È in quest’ottica di progressivo ampliamento delle restrizioni cui sono sottoposti i non vaccinati che si discute ora – per contrastare la cosiddetta quarta ondata e sulla scia del modello austriaco – di vietare loro l’accesso a determinate attività sociali non essenziali (bar, ristoranti, palestre, cinema, teatri), consentendo l’uso del tampone (che dimostra peraltro lo stato di salute solo del giorno in cui è stato fatto) esclusivamente per accedere ai luoghi di lavoro. Una misura ancor più drastica che rappresenterebbe un deciso passo in avanti verso l’opzione ultima costituita dall’introduzione dell’obbligo di vaccinazione per tutti. Misura estrema che, anzi, taluni ritengono a questo punto preferibile sia perché espressamente prevista in Costituzione, sia perché più lineare e chiara rispetto all’introduzione di misure selettive a carico esclusivamente dei non vaccinati. Se però la Costituzione espressamente prevede l’introduzione per legge di trattamenti sanitari obbligatori per tutti, come i vaccini sono, pare evidente che misure meno drastiche, quali quelle che consentirebbero comunque ai non vaccinati di poter comunque continuare a circolare liberamente per strada e, previo tampone, di poter continuare a lavorare sarebbero pienamente conformi a Costituzione. Come è stato efficacemente detto (Marini): nel più sta il meno.

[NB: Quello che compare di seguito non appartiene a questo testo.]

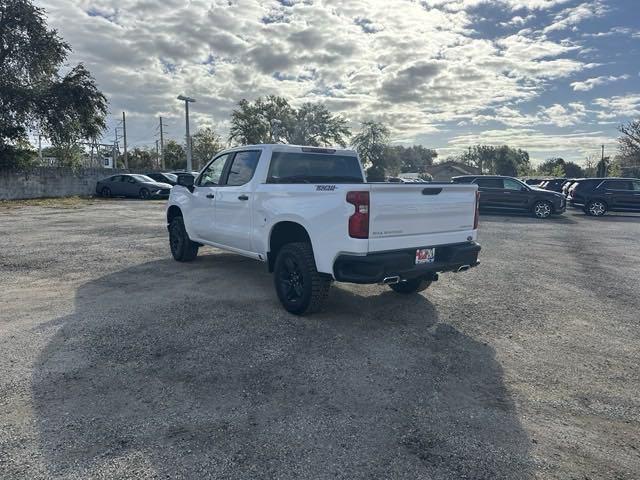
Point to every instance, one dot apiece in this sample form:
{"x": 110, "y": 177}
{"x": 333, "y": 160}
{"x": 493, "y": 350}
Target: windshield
{"x": 143, "y": 178}
{"x": 300, "y": 167}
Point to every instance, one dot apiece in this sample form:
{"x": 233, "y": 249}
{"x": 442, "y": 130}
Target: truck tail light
{"x": 359, "y": 221}
{"x": 476, "y": 217}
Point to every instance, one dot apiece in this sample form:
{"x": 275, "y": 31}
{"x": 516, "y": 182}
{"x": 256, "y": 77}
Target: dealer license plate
{"x": 425, "y": 255}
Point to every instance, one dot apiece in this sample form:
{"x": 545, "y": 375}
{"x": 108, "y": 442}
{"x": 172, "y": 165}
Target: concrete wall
{"x": 51, "y": 182}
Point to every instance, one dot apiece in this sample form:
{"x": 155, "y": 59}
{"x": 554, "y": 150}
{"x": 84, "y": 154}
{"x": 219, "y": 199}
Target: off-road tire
{"x": 182, "y": 248}
{"x": 592, "y": 210}
{"x": 311, "y": 287}
{"x": 410, "y": 286}
{"x": 542, "y": 209}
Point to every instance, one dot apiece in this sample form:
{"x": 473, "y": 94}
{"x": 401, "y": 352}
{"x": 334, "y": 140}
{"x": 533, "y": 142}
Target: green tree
{"x": 372, "y": 143}
{"x": 573, "y": 170}
{"x": 34, "y": 93}
{"x": 614, "y": 169}
{"x": 140, "y": 159}
{"x": 415, "y": 158}
{"x": 273, "y": 120}
{"x": 205, "y": 144}
{"x": 314, "y": 125}
{"x": 502, "y": 160}
{"x": 629, "y": 149}
{"x": 262, "y": 121}
{"x": 550, "y": 165}
{"x": 67, "y": 154}
{"x": 175, "y": 157}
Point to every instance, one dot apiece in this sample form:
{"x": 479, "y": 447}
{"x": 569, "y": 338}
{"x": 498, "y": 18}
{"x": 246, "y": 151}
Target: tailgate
{"x": 420, "y": 215}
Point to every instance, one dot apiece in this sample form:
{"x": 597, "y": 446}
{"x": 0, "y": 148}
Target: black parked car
{"x": 533, "y": 180}
{"x": 509, "y": 194}
{"x": 132, "y": 185}
{"x": 554, "y": 185}
{"x": 564, "y": 189}
{"x": 161, "y": 177}
{"x": 596, "y": 196}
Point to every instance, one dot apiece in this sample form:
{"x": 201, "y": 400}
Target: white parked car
{"x": 309, "y": 214}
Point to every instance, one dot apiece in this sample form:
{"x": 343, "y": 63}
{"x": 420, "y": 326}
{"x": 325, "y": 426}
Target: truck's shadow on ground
{"x": 194, "y": 371}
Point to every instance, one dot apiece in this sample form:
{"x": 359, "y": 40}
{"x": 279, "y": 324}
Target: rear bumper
{"x": 375, "y": 267}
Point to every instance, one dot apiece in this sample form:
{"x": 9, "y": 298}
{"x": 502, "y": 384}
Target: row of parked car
{"x": 595, "y": 196}
{"x": 144, "y": 186}
{"x": 598, "y": 195}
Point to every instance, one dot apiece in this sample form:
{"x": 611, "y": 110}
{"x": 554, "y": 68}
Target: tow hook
{"x": 391, "y": 280}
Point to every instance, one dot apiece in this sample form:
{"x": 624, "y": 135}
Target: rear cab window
{"x": 321, "y": 166}
{"x": 618, "y": 185}
{"x": 242, "y": 167}
{"x": 489, "y": 183}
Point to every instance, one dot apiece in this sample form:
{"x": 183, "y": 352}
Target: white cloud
{"x": 572, "y": 16}
{"x": 591, "y": 83}
{"x": 539, "y": 144}
{"x": 623, "y": 106}
{"x": 419, "y": 66}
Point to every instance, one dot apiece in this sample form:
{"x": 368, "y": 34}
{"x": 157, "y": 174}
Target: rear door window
{"x": 619, "y": 185}
{"x": 211, "y": 175}
{"x": 510, "y": 184}
{"x": 302, "y": 167}
{"x": 489, "y": 182}
{"x": 242, "y": 167}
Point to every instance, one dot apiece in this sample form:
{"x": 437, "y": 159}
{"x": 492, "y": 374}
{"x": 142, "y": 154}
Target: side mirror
{"x": 186, "y": 180}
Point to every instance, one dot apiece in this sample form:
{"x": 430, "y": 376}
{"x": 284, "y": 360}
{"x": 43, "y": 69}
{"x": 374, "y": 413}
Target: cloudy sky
{"x": 554, "y": 77}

Se così è, allora la vera questione non è tanto la costituzionalità delle misure che si vorrebbero introdurre, quanto a quali conseguenze debbano andare incontro quanti non si sottopongono alla vaccinazione (obbligatoria o facoltativa che sia) e quale sia la loro efficacia rispetto all’obiettivo ultimo di indurre le persone a vaccinarsi per limitare la diffusione del virus. Difatti, anche se il vaccino fosse un obbligo di legge, rimarrebbe sempre il problema di come farlo rispettare da parte di quella quota percentualmente marginale ma comunque numerosa di persone che finora non si sono volute vaccinare e che hanno dimostrato di essere assolutamente impermeabili a ogni pur doveroso tentativo di informazione e persuasione. Per questo, rispetto all’obiettivo di aumentare la percentuale di vaccinati, l’alternativa tra vaccino obbligatorio o vaccino fortemente incentivato è in realtà un falso problema perché in entrambi i casi si tratta di ragionare su quali debbano essere le sanzioni, dirette o indirette, cui va incontro chi non si vaccina e quale sia la loro effettiva efficacia.

Basterebbe guardare indietro per rendersene conto. Quando ci si accorse che la quota di genitori che non sottoponevano i loro figli alle vaccinazioni dal 1999 soltanto raccomandate, compromettendo così la cosiddetta immunità di gregge, il legislatore (decreto legge n. 73/2017) non solo reintrodusse l’obbligo per i minori di 16 anni di sottoporsi a sei vaccinazioni (contro pertosse, morbillo, rosolia, parotite, varicella, influenza di tipo B) ma soprattutto si preoccupò di corredare tale obbligo con il divieto di frequenza per le scuole dell’infanzia e materne e, per le successive scuole dell’obbligo, con sanzioni pecuniarie (da 100 a 500 euro) a carico dei genitori inadempienti. La scelta del legislatore di puntare sull’obbligo di vaccinazione, anziché sulla persuasione, è stata peraltro giudicata ragionevole perché fondata su dati di fatto ed espressione del dovere di solidarietà (art. 2 Cost.) nei confronti degli immunodepressi che non possono vaccinarsi (C. cost. 5/2018, 186/2019).

Se una disposizione senza sanzione in caso d’inosservanza degrada a mero consiglio, allora non è tanto importante discutere se il vaccino vada o no reso obbligatorio, quanto prevedere in ogni caso conseguenze sempre più stringenti per quanti non vi si sottopongono a tutela di quanti, e sono la stragrande maggioranza, si sono vaccinati a beneficio loro e dell’intera collettività e che hanno diritto per questo motivo di veder tutelata la loro salute da chi è più in grado di minacciarla.